Há algumas semanas, fui padrinho de uma criança. Tenho quatro filhos – todos batizados, graças a Deus – e sou padrinho de várias crianças, além de já ter dado o curso de preparação para o batismo na minha paróquia, de maneira que posso dizer que àquela altura eu já compreendia bem o significado desse sacramento. Entretanto, a cada palavra, a cada gesto litúrgico do padre, eu me lembrava justamente da exclamação dos discípulos de Emaús: “Não se abrasava nosso coração enquanto nos falava pelo caminho e nos explicava a Escritura?” (Lc 24,32). Em determinado momento, o padre explicou que, em instantes, aquelas crianças seriam sepultadas na pia batismal como criaturas manchadas pelo pecado e ali mesmo ressuscitariam com Cristo, agora filhas adotivas de Deus. A forma como o padre falou atingiu de tal forma a minha inteligência que fui envolvido pelo mistério do batismo e a minha fé em Deus aumentou.

São João Paulo II ensina que essa inteligência sobrenatural não é concedida somente a indivíduos, mas à comunidade, aos pastores e aos fiéis de modo geral, que possuem o sensus fidei, que os guia em suas escolhas e decisões4. Importante entender que não importa o esforço intelectual que façamos, nós somos incapazes de fabricar esse dom sobrenatural. Como o próprio nome diz, é um dom, uma graça, e nasce do amor. Quanto mais eu amo a Deus, mais meus olhos se abrem para o conhecimento de Seus mistérios, pois não cesso de meditar, refletir, pensar sobre Deus e Seu Reino.

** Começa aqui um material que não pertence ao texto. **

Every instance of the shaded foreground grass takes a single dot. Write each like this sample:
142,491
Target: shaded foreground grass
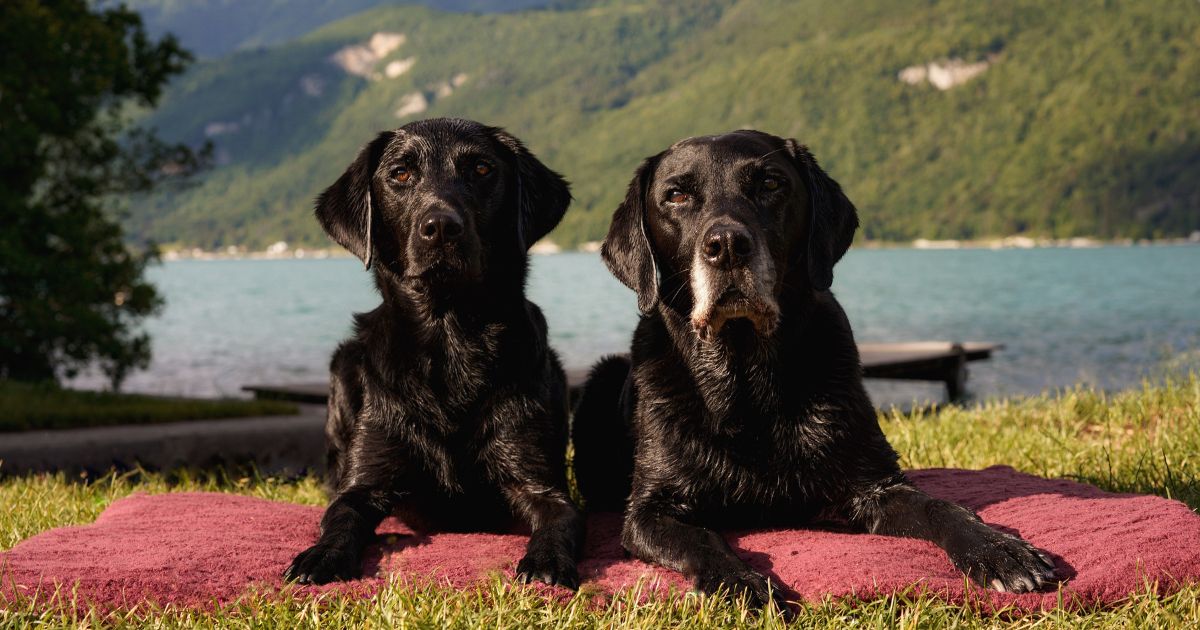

Dom Walmor Oliveira de Azevedo, Arcebispo de Belo Horizonte, afirma que o entendimento é o maior dos dons do Espírito Santo, “é para o coração e para a inteligência tão importante quanto o alimento o é para o corpo”5. Peçamos a Deus essa graça, esse dom, para penetrarmos em Seus mistérios, conhecermos melhor Sua Vontade e crescermos no amor e na fé.